What would you think if you saw the streets of your city flooded by large groups of robed figures with their heads covered by pointed hoods? In Spain nobody would have the least suspicion, because even small children know that these are the spectacular Catholic processions staged every Easter to celebrate the Holy Week. The impressive headgear has its origin in the Dark Ages, when clowns and jesters sometimes wore pointed hats to enhance their imaginary foolishness or ineptitude. This gimmick inspired lawmakers to make criminals parade through the streets wearing the cone hat while people threw things at them, spit on them and called them offensive names.

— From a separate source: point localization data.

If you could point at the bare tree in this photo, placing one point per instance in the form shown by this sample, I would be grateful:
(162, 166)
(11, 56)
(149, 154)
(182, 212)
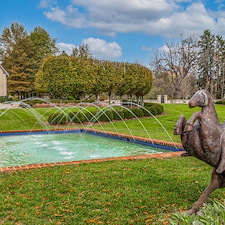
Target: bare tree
(175, 66)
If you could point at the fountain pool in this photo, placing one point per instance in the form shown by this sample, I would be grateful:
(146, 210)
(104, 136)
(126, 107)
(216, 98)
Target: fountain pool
(18, 150)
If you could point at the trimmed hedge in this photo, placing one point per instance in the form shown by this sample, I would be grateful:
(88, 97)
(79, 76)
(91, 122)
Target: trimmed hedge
(57, 118)
(138, 112)
(118, 114)
(149, 106)
(105, 116)
(128, 114)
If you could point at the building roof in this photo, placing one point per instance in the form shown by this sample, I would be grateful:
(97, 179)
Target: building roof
(4, 71)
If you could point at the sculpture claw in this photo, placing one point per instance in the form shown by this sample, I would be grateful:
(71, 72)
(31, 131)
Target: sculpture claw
(191, 212)
(188, 127)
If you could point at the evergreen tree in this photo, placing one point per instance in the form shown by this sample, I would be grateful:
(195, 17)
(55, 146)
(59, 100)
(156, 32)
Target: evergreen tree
(18, 59)
(22, 54)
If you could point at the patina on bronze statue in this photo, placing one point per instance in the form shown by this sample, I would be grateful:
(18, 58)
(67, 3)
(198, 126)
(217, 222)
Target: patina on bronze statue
(203, 137)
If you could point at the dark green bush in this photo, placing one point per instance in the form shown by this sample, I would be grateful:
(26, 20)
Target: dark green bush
(159, 108)
(57, 118)
(138, 112)
(105, 116)
(147, 104)
(153, 110)
(118, 114)
(128, 114)
(76, 117)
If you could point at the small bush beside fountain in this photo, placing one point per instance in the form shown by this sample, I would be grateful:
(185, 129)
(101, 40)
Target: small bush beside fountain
(106, 115)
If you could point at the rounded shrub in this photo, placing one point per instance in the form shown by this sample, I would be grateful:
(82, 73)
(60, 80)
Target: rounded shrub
(118, 114)
(57, 118)
(152, 110)
(105, 116)
(77, 117)
(159, 108)
(147, 104)
(138, 112)
(128, 114)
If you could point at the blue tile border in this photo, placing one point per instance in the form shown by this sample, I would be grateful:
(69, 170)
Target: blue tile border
(121, 137)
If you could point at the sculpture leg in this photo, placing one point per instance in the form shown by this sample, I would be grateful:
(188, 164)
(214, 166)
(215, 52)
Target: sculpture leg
(190, 123)
(217, 181)
(221, 167)
(178, 129)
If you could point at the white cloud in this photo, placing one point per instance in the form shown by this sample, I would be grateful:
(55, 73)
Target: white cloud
(155, 17)
(68, 48)
(146, 48)
(101, 49)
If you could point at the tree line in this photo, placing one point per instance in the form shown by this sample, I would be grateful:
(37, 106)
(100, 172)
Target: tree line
(36, 66)
(189, 64)
(64, 76)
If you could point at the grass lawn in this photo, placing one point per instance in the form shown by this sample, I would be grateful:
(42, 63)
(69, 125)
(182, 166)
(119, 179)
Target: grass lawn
(117, 192)
(122, 192)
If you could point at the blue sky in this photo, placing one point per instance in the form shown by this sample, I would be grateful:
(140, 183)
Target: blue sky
(118, 30)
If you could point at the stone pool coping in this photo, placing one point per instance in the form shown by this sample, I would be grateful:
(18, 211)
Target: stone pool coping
(178, 150)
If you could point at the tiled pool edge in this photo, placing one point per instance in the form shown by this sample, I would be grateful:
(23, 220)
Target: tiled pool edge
(176, 153)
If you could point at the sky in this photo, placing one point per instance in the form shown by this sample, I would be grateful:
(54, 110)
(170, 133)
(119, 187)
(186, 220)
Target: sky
(117, 30)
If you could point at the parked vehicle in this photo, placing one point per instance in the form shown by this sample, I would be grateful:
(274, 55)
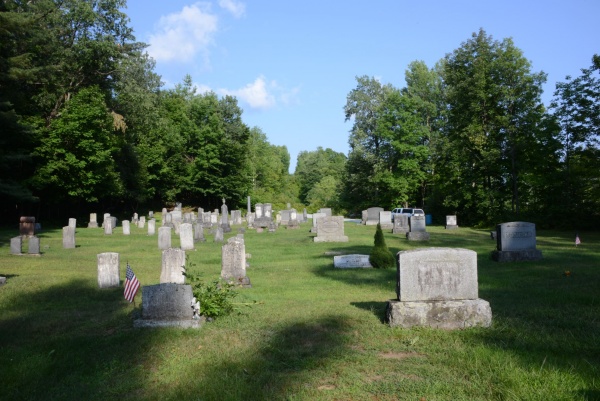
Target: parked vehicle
(409, 211)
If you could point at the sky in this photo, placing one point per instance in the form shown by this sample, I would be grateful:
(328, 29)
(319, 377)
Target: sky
(291, 64)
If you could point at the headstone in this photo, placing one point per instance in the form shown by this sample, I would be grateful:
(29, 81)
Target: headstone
(93, 223)
(233, 262)
(164, 237)
(401, 224)
(385, 220)
(108, 270)
(219, 234)
(126, 227)
(330, 229)
(107, 226)
(27, 226)
(34, 245)
(451, 223)
(516, 241)
(151, 226)
(16, 244)
(373, 216)
(186, 236)
(316, 217)
(168, 305)
(351, 261)
(173, 266)
(417, 229)
(68, 237)
(437, 287)
(198, 232)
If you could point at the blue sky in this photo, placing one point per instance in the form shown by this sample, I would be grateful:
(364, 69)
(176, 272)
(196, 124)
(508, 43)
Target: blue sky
(291, 63)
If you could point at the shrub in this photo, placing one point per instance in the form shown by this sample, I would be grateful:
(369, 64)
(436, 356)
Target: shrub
(381, 257)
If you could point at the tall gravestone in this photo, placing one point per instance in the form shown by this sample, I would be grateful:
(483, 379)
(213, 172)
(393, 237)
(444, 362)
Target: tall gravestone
(186, 236)
(516, 241)
(151, 227)
(93, 223)
(330, 229)
(169, 305)
(108, 270)
(68, 237)
(418, 231)
(126, 227)
(164, 237)
(233, 262)
(438, 287)
(173, 266)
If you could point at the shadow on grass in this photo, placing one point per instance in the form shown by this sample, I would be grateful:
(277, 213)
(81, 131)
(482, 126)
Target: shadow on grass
(70, 341)
(283, 365)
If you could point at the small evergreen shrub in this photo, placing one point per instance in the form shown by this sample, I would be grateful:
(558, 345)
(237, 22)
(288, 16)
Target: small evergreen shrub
(381, 257)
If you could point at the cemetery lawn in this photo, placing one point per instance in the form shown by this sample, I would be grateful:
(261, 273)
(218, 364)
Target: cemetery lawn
(304, 331)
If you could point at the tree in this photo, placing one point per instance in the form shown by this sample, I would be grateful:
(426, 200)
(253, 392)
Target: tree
(494, 114)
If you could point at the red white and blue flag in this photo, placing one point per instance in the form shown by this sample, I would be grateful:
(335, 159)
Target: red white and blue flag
(131, 284)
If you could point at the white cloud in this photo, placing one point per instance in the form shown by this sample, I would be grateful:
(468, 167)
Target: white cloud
(255, 94)
(236, 8)
(182, 35)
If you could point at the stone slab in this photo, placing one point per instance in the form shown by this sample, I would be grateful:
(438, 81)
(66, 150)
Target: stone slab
(450, 315)
(351, 261)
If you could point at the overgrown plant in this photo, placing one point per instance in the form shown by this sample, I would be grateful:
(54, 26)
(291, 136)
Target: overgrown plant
(381, 257)
(215, 297)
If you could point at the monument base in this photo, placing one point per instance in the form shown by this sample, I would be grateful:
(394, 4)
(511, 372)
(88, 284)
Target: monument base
(451, 315)
(517, 256)
(417, 236)
(341, 238)
(184, 324)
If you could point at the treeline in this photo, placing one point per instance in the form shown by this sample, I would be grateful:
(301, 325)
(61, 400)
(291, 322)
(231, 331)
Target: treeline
(85, 124)
(471, 137)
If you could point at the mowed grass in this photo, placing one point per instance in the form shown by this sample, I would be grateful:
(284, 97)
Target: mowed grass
(312, 333)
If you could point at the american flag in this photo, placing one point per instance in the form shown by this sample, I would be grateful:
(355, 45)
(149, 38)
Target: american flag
(131, 284)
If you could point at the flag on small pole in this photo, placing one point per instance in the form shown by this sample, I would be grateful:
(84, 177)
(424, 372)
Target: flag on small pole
(131, 284)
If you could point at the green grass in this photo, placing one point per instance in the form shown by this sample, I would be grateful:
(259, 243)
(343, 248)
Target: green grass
(315, 333)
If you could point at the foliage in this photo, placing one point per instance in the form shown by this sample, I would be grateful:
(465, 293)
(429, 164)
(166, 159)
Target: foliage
(380, 256)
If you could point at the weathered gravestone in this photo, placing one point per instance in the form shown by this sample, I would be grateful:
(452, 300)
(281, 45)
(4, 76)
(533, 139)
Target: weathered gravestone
(173, 266)
(516, 241)
(16, 244)
(68, 237)
(151, 227)
(233, 262)
(417, 229)
(373, 216)
(169, 305)
(186, 236)
(437, 287)
(108, 270)
(330, 229)
(316, 217)
(164, 237)
(126, 227)
(93, 223)
(401, 224)
(451, 223)
(385, 220)
(351, 261)
(27, 226)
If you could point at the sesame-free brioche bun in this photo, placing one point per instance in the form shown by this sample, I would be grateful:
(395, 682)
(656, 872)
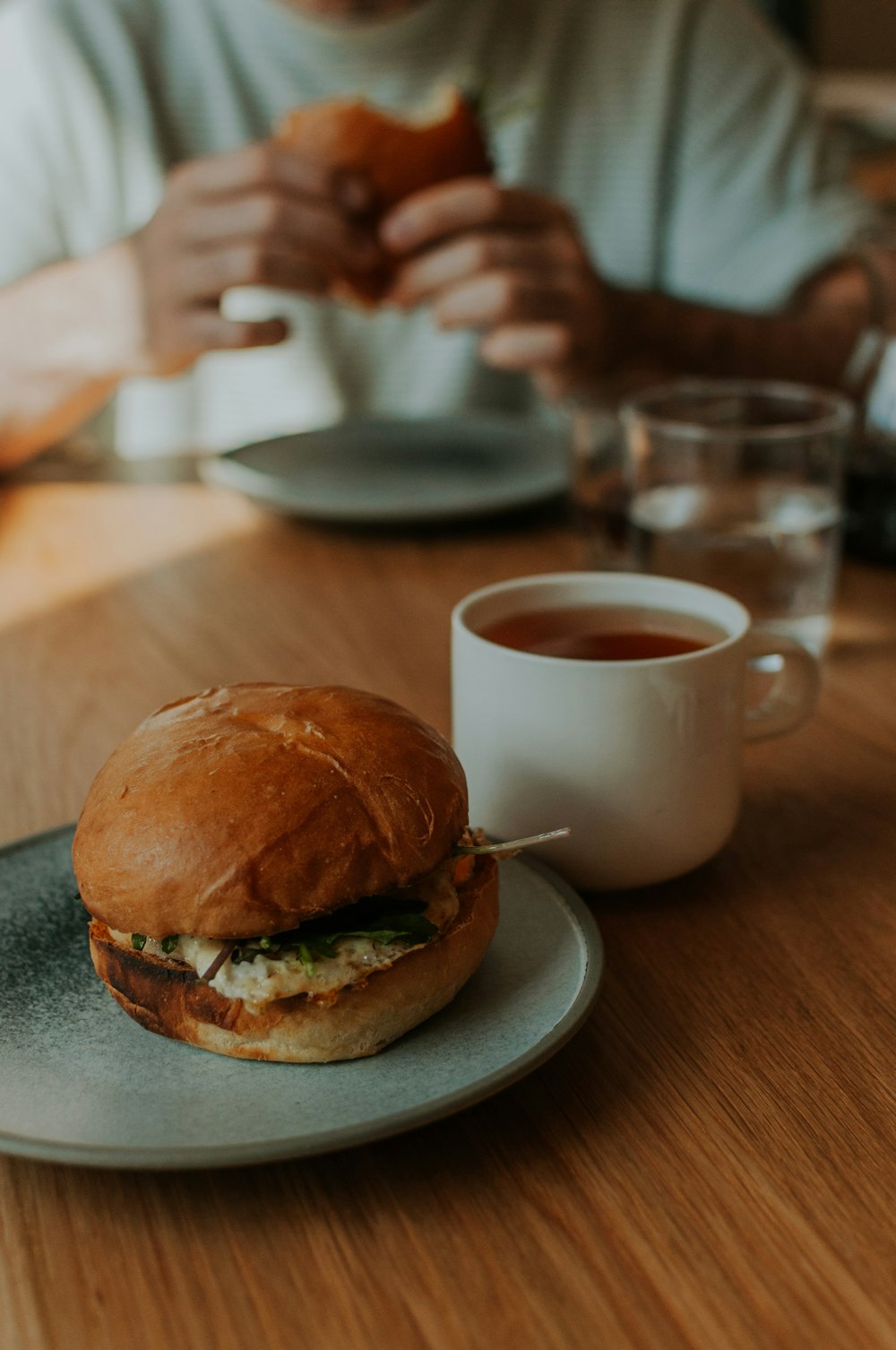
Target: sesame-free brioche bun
(358, 1021)
(399, 155)
(245, 810)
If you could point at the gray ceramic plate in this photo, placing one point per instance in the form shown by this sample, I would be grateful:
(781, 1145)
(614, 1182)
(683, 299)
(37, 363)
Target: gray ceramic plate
(80, 1082)
(400, 470)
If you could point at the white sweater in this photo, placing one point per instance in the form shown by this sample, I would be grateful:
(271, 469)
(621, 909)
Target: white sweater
(679, 130)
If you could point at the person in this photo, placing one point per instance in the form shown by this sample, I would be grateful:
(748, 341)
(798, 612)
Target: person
(666, 200)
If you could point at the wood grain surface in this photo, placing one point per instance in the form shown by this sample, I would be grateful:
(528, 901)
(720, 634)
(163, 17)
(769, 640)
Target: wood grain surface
(709, 1165)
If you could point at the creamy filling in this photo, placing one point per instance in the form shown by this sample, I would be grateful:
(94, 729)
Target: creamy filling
(259, 981)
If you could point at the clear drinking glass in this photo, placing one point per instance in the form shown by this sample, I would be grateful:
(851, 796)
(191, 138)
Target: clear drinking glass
(738, 485)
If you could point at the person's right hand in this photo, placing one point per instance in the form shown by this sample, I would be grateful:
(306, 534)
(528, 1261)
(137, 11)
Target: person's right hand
(256, 216)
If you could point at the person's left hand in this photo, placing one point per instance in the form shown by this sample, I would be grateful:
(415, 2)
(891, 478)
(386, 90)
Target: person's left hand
(511, 264)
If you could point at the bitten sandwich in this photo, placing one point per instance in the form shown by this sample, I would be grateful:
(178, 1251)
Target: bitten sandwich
(397, 155)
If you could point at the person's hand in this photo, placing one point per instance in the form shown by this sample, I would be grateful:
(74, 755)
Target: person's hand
(258, 216)
(512, 264)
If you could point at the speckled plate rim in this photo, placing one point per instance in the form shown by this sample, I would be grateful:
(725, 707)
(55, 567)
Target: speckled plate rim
(331, 1141)
(524, 485)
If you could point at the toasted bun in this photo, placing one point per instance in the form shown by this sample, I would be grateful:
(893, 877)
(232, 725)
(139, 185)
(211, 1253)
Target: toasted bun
(397, 155)
(359, 1021)
(248, 809)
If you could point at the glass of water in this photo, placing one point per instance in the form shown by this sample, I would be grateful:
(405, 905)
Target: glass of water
(738, 485)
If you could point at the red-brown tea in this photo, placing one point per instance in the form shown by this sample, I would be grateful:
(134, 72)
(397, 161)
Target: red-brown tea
(603, 632)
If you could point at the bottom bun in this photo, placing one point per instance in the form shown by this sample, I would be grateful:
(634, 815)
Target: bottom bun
(360, 1019)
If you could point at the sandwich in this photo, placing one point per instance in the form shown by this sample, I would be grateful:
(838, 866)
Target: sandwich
(284, 872)
(397, 155)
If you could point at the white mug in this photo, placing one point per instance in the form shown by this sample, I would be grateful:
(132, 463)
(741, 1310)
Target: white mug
(640, 757)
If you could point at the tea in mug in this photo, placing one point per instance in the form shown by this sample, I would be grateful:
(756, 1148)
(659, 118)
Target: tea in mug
(603, 632)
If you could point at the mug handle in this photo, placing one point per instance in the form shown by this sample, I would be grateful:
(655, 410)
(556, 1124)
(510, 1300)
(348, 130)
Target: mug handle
(794, 691)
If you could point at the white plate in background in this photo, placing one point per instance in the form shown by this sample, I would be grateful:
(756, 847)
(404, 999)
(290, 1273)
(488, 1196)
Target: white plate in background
(376, 470)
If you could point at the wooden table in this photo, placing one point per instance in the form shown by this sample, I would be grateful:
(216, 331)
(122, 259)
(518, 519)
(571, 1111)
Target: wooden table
(711, 1163)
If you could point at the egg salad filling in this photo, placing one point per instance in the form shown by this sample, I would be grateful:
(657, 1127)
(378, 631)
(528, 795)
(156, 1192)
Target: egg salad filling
(320, 956)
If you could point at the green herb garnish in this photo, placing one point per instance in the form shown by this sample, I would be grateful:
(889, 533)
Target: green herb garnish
(378, 918)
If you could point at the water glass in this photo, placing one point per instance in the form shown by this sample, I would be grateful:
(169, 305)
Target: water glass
(738, 485)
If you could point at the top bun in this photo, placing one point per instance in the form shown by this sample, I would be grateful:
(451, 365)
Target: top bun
(245, 810)
(397, 155)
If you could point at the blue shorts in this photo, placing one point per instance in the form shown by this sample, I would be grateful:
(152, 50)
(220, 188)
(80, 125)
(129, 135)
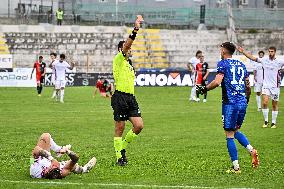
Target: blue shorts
(233, 116)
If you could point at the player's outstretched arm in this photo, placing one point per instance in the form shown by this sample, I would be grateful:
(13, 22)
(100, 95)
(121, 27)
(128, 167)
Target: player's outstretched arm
(248, 89)
(132, 36)
(249, 56)
(216, 82)
(71, 66)
(38, 151)
(32, 73)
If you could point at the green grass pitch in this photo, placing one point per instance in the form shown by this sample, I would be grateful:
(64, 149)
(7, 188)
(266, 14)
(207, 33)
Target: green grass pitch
(182, 145)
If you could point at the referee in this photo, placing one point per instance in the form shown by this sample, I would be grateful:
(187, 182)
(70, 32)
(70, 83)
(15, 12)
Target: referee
(123, 101)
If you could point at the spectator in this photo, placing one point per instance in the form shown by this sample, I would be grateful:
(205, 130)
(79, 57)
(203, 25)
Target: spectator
(59, 16)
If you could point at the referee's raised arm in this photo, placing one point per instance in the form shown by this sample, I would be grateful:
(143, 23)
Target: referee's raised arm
(132, 36)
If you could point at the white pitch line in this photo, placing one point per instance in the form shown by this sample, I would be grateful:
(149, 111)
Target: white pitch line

During the Middle Ages, the Court of the Spanish Inquisition placed a similar cone hat on its prisoners, usually decorated with symbols of sin and reparation. Centuries later, in 1799, Goya would include an etching of an Inquisition prisoner wearing a pointed hat in his renowned series “Los Caprichos”. With this penitential implication, a religious brotherhood from Seville had adopted it in the 17th century and the tall peaked hat–“capirote” in Spanish was a national success, representing the penitent’s approach to heaven. The novelty added by religious brotherhoods was the fabric covering face and chest in order to preserve the repentant sinner’s identity. As Richard Nathaniel Wright wrote in 1957 in his book “Pagan Spain”, it must have been from Andalusia that the Ku Klux Klan appropriated its world-famous or infamous costume. As if the resemblance of the long hooded robe with two slits for eyes wasn’t enough, KKK also flaunts the white color and the square cross emblem. What the American supremacist group surely didn’t emulate was the intention of righting a wrong. Should the Brotherhood of Silence sue the Ku Klux Klan? They certainly have a case.